А в западной части замка, на горе, возле круглой башни шла самая сильная стрельба. На нее-то я и поскакал в гору. Мне встретился поп без шапки, с растрепанной бородой, он сидел, видимо оглушенный, на бревне. Безумно глянул на меня, на мои окровавленные доспехи, саблю, но я не думал причинять ему зла и проехал мимо. Этот старик с разбросанными по плечам седыми власами сидел там, как некий пророк в разрушенном Иерусалиме, мои паны.
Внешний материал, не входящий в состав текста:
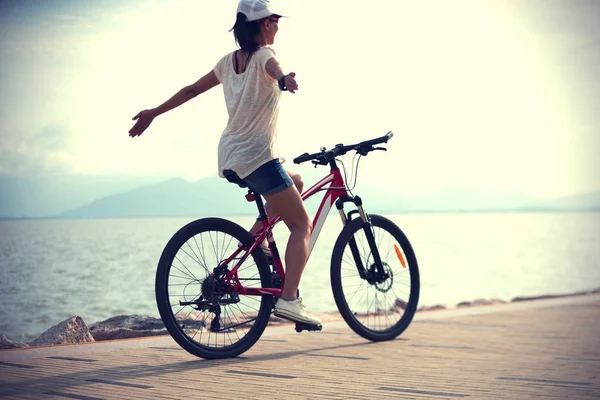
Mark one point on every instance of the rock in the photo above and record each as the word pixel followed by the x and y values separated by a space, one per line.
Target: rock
pixel 128 326
pixel 6 343
pixel 432 308
pixel 488 302
pixel 71 330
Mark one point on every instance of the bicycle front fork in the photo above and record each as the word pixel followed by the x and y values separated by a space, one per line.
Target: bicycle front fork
pixel 365 273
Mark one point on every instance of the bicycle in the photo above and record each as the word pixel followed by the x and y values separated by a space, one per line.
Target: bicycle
pixel 218 307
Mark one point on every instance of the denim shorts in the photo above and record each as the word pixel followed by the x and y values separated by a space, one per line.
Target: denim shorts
pixel 269 178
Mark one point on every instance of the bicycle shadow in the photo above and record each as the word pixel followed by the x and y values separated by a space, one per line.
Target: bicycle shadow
pixel 115 375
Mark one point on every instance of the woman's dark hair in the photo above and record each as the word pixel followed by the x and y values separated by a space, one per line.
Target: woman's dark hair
pixel 244 32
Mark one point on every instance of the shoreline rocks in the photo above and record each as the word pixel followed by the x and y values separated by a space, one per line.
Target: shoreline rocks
pixel 74 329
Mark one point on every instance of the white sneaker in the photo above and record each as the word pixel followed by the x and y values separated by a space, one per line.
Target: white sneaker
pixel 295 311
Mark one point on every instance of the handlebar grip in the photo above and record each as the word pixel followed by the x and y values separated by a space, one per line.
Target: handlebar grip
pixel 303 158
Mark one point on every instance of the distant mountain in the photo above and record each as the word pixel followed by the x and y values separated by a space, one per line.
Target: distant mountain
pixel 215 196
pixel 173 198
pixel 49 195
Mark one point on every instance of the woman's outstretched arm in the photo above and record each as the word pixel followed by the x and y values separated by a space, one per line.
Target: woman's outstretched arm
pixel 144 118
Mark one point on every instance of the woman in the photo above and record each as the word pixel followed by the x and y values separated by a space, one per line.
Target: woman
pixel 252 83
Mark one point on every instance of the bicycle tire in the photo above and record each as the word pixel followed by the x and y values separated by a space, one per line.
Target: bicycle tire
pixel 177 325
pixel 342 260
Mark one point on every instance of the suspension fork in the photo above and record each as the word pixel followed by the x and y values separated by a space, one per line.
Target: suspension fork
pixel 368 229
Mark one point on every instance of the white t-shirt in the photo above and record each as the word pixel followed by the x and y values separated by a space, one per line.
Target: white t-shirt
pixel 252 99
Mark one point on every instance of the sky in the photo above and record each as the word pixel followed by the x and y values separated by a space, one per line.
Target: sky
pixel 499 95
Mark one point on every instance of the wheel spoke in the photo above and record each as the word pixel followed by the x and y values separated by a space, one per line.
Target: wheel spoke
pixel 376 307
pixel 241 322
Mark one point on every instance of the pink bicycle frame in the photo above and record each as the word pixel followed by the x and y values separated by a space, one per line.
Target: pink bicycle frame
pixel 334 186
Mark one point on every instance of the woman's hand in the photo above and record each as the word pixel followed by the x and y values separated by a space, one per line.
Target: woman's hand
pixel 290 82
pixel 144 119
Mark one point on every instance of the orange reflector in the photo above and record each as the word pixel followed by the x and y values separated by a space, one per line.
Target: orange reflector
pixel 399 254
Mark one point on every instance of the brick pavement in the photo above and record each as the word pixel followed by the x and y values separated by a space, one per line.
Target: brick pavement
pixel 539 349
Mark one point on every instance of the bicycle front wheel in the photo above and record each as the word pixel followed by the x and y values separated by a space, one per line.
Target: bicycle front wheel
pixel 198 308
pixel 376 310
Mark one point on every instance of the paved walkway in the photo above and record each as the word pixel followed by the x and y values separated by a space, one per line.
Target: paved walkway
pixel 538 349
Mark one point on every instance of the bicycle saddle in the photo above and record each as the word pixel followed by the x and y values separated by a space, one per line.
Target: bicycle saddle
pixel 232 177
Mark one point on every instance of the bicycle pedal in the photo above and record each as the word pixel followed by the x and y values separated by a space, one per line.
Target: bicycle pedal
pixel 307 327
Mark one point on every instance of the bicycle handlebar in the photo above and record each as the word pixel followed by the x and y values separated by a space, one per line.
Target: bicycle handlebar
pixel 362 148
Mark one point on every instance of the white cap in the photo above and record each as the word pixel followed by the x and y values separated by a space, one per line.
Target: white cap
pixel 256 9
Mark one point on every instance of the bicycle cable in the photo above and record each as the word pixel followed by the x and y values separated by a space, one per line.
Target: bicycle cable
pixel 355 172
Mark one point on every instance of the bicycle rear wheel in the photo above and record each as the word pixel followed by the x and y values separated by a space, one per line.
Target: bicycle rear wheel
pixel 197 307
pixel 375 310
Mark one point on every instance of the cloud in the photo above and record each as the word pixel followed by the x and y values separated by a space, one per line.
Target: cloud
pixel 48 150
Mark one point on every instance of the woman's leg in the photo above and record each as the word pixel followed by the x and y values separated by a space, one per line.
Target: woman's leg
pixel 299 185
pixel 289 206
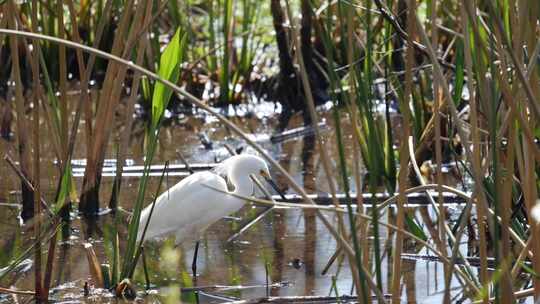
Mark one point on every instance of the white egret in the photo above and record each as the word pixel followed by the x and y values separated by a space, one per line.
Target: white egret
pixel 201 199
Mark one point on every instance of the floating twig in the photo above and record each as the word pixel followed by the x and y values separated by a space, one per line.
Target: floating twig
pixel 296 132
pixel 302 299
pixel 14 291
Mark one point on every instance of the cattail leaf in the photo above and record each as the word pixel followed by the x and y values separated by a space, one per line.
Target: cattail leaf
pixel 169 68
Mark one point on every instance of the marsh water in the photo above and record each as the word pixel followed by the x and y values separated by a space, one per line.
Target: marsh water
pixel 288 248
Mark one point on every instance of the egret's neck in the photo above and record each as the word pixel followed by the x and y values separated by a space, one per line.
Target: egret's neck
pixel 243 185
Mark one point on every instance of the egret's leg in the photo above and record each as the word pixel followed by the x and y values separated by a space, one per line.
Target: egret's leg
pixel 194 264
pixel 146 276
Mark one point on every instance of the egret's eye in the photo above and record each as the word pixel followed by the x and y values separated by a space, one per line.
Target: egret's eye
pixel 263 173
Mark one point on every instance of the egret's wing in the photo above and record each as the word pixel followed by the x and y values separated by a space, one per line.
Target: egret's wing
pixel 188 205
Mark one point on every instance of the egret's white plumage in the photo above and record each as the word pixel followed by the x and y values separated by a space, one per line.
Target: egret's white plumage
pixel 190 206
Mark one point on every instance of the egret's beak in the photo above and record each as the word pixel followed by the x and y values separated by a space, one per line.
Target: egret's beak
pixel 270 181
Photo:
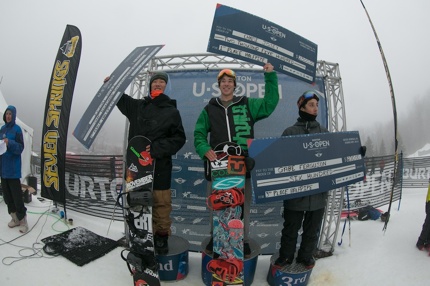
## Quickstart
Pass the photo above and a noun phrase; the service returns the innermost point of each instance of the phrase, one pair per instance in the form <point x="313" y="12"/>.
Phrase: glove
<point x="363" y="151"/>
<point x="249" y="163"/>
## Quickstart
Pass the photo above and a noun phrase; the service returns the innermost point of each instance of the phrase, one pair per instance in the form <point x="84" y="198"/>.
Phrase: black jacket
<point x="159" y="120"/>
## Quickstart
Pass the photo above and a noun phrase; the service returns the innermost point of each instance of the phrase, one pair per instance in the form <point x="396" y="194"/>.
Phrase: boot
<point x="161" y="243"/>
<point x="23" y="225"/>
<point x="14" y="222"/>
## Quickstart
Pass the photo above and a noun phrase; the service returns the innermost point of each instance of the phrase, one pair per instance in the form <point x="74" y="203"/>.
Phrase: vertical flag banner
<point x="110" y="93"/>
<point x="56" y="116"/>
<point x="246" y="37"/>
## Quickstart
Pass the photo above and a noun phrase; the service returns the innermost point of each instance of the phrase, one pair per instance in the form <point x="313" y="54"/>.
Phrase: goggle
<point x="310" y="94"/>
<point x="307" y="95"/>
<point x="227" y="72"/>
И виной тому был един человек — Шеин. Он-то и учинил этот последний бой у круглой башни. Ее осаждали немцы. Они были крайне злы. Кидались к башне с оскалом, ровно волки на корову. Закопченная белая башня отвечала им огнем. И они никак не могли одолеть сего воеводу с несколькими стрельцами. Уже с десяток тел валялись на подступах в лужах дымной крови. Этот Шеин сам слился с башней. Бил прицельно. Р-раз! И подо мной закачалась и эта лошадь. Я едва успел соскочить, дабы не быть подмятым, как она завалилась на бок, дрыгая ногами и выворачивая глаза до бешенства. Пуля вошла ей прямо в грудь и, видимо, сразу угодила в сердце. Другая пуля так долбанула по моему шлему, что я на некоторое время исчез. То есть град сей, замок дымящийся, орущий, с колокольным звоном растворился. И вмиг стало тихо. Тут же я пришел в себя. Меня оттаскивал в безопасное место немец. Совершенно придя в себя, я стянул шлем, ощупал голову, думая ощутить жаркий поток крови, но голова была суха, ну так, немного вспотела. Но уже сверху вздувалась горячая шишка. Я осмотрел шлем и обнаружил в нем вмятину. Немец зло усмехался, показывал на башню и говорил по-немецки. Я чуть-чуть знал уже этот язык, в лагере много было немцев, и мой приятель Ланге учил меня. Скоро он и явился. А я уже узнал, что в башне заперся воевода. Кто-то, значит, из смольнян подсказал им сию новость. Да не один, а с женою, дочкой и сыном. Се был его последний дом — башня. Мы с Ланге обрадовались нежданной встрече и тут же принялись обсуждать по-немецки, по-польски и на латыни, коею Пауль отлично владел, способ штурма башни. Паны мои, в войне все свершается сию минуту, сей миг, без подготовки приходит смерть. Так и здесь. Пауль Ланге неосторожно высунулся из укрытия, дабы указать на возможный путь к башне, как тут же зарычал, схватившись за торчащую из глаза стрелу. И в диком бешенстве и боли он выдрал вместе с нею свой глаз, еще громче зарычал и рухнул прямо лицом в пыльную траву и кирпичную крошку. Замолчал внезапно. Я с трудом его перевернул. Сей богатырь был бледен и мертв. Сердце его, видимо, тут же взорвалось от боли. Облик его был страшен, ровно облик Циклопа. Я перекрестился. Размышлять о превратностях войны не было времени. Шеин стрелял направо и налево, только сверкали огни узкие. Но ясно было, что он обречен. Это и бесило немцев более всего. Сдайся, коли не видно будущего.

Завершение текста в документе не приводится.